Symptoms of aerophagia
The main clinical manifestations of aerophagy are as follows:
- loud belching of the air, especially with a nervous breakdown, arousal. Often, burping worries patients regardless of food intake, sometimes involuntarily;
- feeling of fullness, pressure, bloating in the epigastrium shortly after eating; these subjective manifestations are due to the stretching of the stomach by air and food and decrease after belching with air;
- palpitations, interruptions, a feeling of lack of air, shortness of breath, pain or burning sensation in the area of the heart after eating, decreasing after belching with air. Pains in the heart caused by aerophagia are called pseudo-anginal syndrome and require differential diagnosis with angina pectoris;
- frequent hiccough;
- bloating, especially in the upper part;
- "High" tympanitis in the left hypochondrium (with percussion of the left hypochondrium tympanic sound is determined, the zone of which extends high up to the IV intercostal space, which makes it difficult even to determine the left border of the heart).
When X-ray examination determines the high standing of the diaphragm (mainly the left dome), you see a large gas bubble of the stomach, in the left bend of the colon reveals a large amount of gas.
Clinical symptoms of aerophagia should be differentiated from coronary artery disease, diaphragmatic hernia, stomach cancer, pancreas, large intestine, peptic ulcer disease, stenosis of the pylorus, dyskinesia of the intestine and bile ducts. For this purpose, ECG, PHAGS, ultrasound of the abdominal cavity organs are used for differential diagnostics.

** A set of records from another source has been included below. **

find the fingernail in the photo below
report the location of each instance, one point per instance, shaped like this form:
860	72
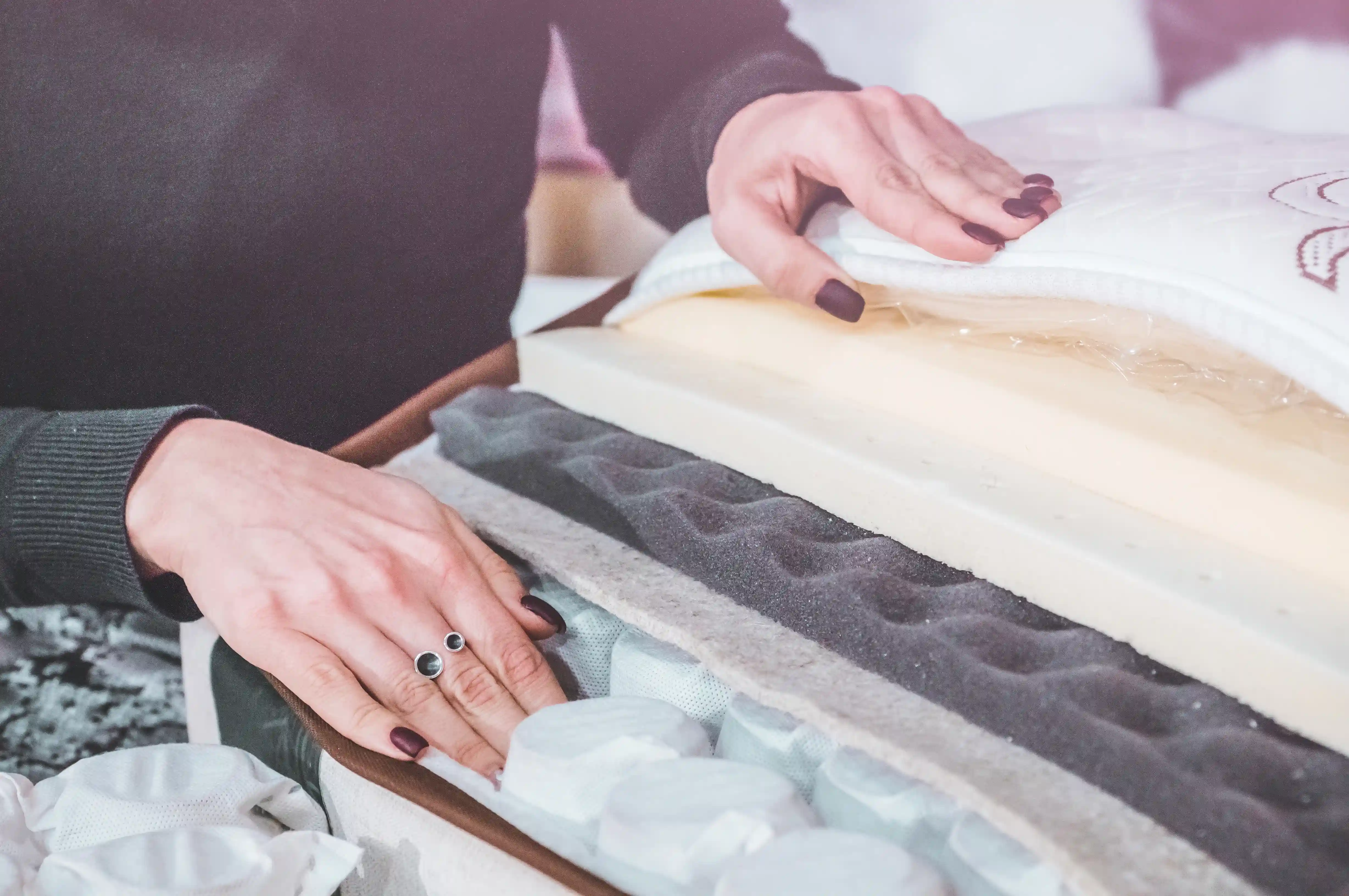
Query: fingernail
841	300
545	612
408	741
985	235
1024	208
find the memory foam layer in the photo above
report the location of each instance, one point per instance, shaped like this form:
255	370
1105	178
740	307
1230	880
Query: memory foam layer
1246	625
1181	458
861	637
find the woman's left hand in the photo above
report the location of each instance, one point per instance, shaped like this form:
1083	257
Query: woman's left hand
895	157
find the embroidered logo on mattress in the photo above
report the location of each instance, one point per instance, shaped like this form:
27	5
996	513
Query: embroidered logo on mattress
1324	195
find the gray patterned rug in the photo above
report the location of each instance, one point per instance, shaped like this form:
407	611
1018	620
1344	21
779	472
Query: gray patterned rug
82	681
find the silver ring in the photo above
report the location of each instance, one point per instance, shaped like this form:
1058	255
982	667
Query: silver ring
428	664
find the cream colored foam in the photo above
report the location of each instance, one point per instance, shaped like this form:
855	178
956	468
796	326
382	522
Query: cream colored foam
1251	627
1180	458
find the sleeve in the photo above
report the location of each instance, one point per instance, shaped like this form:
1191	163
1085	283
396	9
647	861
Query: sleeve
659	80
64	480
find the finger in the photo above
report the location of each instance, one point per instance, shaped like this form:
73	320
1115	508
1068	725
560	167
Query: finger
942	175
388	670
327	686
759	235
535	615
995	173
465	691
892	196
465	598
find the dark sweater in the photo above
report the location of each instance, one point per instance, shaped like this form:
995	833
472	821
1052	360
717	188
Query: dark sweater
299	214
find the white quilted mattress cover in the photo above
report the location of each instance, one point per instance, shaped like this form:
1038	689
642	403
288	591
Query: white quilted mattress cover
1239	234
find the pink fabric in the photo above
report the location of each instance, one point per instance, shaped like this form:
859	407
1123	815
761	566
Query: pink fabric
1194	40
1199	38
562	130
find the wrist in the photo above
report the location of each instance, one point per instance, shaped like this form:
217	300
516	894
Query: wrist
149	494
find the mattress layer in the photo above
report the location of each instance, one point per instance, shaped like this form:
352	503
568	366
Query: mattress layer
1239	235
1101	845
1267	803
1230	618
1181	458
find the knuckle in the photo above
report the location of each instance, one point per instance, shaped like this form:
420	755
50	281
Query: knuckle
846	111
411	693
474	754
475	689
367	716
898	177
922	104
888	99
523	664
324	678
938	164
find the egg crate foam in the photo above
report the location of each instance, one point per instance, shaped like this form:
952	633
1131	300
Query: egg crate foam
872	642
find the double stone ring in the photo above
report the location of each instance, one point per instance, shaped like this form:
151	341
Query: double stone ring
430	664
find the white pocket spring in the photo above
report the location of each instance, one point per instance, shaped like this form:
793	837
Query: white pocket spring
566	759
622	786
689	820
647	667
823	861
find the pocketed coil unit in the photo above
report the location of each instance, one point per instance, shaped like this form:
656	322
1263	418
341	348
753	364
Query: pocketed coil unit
1031	582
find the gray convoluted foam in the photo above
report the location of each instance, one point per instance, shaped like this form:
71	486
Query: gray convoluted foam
1267	803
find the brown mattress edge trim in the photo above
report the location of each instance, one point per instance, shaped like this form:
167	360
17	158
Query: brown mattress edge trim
444	801
380	443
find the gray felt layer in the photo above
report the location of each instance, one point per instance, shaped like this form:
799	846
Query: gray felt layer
1270	805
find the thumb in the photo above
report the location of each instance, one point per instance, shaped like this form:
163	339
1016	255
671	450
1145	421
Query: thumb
757	235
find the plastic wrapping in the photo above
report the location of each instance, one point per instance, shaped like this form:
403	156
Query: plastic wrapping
566	759
156	789
821	861
647	667
581	656
203	861
763	736
689	820
173	820
1146	350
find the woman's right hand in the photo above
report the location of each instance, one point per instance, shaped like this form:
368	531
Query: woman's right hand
331	578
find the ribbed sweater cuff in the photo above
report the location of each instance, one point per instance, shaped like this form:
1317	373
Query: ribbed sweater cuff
668	173
68	499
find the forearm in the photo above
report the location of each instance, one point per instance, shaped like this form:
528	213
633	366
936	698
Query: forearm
64	480
670	167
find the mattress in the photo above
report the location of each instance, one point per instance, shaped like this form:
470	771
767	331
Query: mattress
1224	779
1095	613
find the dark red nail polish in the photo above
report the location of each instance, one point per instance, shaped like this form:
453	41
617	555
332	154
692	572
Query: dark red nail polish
841	300
408	741
545	612
1024	208
985	235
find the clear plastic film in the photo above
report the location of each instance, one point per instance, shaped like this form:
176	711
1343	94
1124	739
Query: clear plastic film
1146	350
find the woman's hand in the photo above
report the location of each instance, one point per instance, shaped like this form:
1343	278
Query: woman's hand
895	157
331	577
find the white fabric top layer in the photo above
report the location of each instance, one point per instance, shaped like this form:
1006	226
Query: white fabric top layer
1239	234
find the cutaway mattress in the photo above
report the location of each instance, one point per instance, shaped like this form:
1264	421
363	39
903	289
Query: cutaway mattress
1266	803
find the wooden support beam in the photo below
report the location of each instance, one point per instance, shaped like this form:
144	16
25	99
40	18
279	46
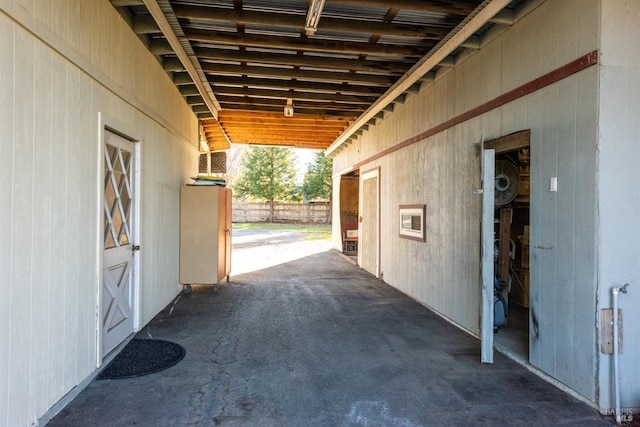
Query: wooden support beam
145	25
298	111
347	88
213	14
461	8
323	76
295	94
226	101
309	44
305	60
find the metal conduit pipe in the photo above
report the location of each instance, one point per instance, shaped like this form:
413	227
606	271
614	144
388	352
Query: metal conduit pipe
616	375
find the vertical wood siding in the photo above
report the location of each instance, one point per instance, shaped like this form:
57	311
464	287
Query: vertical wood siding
618	194
79	59
443	170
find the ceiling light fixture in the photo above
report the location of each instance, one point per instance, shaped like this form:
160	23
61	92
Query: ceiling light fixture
313	16
288	109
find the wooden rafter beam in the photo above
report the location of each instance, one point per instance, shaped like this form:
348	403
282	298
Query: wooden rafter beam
387	67
294	94
298	111
217	81
312	44
323	76
213	14
266	102
449	7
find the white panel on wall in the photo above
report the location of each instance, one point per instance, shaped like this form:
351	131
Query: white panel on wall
21	231
48	197
6	197
618	196
42	168
445	169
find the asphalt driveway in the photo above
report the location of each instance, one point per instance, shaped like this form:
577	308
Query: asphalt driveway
309	339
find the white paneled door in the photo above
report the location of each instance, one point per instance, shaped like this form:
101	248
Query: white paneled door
117	293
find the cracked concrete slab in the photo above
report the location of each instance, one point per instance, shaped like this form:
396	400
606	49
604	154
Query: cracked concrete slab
317	341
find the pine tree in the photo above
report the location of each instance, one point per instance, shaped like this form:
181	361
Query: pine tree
317	181
268	174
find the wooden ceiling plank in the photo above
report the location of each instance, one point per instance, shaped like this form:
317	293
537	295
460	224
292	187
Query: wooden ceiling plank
295	95
323	76
387	67
225	101
280	19
313	44
450	7
299	111
296	84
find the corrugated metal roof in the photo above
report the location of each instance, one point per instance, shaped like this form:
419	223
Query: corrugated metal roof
251	52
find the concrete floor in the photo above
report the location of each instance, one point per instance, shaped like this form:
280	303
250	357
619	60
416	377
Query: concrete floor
316	341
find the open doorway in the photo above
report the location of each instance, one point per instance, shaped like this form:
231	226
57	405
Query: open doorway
349	205
511	238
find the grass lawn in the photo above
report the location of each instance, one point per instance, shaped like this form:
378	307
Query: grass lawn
310	231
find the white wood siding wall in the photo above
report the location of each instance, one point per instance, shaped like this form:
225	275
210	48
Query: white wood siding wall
62	64
618	195
442	171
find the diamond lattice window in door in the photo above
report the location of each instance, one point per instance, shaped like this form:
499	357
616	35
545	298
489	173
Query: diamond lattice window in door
117	197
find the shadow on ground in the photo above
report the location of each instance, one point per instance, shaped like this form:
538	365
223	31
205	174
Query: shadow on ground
320	342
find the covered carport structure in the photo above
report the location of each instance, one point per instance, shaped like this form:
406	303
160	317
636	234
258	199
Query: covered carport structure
135	91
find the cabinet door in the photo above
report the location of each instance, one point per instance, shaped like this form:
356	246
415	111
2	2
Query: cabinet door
227	221
222	234
199	231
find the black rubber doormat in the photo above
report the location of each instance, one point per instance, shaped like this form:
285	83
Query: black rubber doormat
143	357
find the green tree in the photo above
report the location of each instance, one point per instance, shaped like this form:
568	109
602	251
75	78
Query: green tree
268	174
317	181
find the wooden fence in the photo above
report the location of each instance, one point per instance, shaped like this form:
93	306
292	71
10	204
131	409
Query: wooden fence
304	213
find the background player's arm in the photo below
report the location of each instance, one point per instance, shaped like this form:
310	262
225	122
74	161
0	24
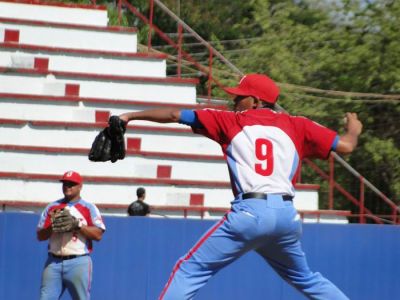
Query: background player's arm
348	141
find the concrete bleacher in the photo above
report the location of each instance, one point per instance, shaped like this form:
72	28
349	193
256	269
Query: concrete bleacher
61	76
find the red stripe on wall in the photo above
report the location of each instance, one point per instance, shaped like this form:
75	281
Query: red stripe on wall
11	36
41	63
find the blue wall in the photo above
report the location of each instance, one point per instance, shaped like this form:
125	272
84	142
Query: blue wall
136	255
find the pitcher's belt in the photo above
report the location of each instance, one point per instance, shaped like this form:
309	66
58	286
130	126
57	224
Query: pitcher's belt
65	257
263	196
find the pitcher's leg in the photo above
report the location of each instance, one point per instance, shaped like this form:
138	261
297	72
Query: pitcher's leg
289	261
216	249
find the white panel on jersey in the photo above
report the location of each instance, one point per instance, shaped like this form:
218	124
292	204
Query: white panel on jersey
243	151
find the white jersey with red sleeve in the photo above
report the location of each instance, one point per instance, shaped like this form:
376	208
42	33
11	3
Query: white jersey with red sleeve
263	148
72	243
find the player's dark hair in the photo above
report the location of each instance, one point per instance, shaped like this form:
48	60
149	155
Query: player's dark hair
140	192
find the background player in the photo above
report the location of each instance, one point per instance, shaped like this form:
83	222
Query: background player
139	207
71	224
263	149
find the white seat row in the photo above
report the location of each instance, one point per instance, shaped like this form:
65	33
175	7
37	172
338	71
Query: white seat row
31	187
41	189
168	90
73	36
68	134
135	166
140	66
54	12
67	112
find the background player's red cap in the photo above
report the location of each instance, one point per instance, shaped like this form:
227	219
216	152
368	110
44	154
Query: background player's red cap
256	85
72	176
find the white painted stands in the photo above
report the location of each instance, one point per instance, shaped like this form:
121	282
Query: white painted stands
63	72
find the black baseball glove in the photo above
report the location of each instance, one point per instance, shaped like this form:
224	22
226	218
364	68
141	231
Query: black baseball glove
109	144
63	221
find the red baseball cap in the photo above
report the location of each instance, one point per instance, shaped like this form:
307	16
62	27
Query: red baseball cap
72	176
256	85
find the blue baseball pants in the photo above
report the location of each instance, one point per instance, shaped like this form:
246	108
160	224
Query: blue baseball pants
75	275
272	228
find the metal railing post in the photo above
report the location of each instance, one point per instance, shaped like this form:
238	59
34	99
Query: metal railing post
298	179
210	62
331	181
394	215
362	201
151	12
119	12
180	36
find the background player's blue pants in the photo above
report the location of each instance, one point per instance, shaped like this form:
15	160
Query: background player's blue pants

Aerophagy promotes stretching of the lower esophageal sphincter, its weakening and development of hernia of the esophageal opening of the diaphragm.
Aerophagy must also be differentiated with psychogenic enlargement of the abdomen (Alvarez syndrome). This syndrome develops usually in nervous, hysterical women, sometimes it simulates pregnancy ("false pregnancy"). The psychogenic increase in the abdomen is due to the contraction of the muscles of the posterior abdominal wall and a sharp relaxation - the anterior one. An excessive lumbar lordosis is formed, the diaphragm is shortened, the contents of the abdominal cavity are shifted forward and downward. Breathing becomes superficial, rapid. The increase in the abdomen usually develops slowly and is most pronounced in the afternoon, during sleep the stomach can take the usual form.
In aerophagy, in contrast to the Alvarez syndrome, there is no such dramatic increase in the abdomen. Alvarez syndrome is not characterized by loud belching of air. It should also be noted that the psychogenic increase in the abdomen disappears at night during sleep, and this is not associated with defecation or escaping of gases.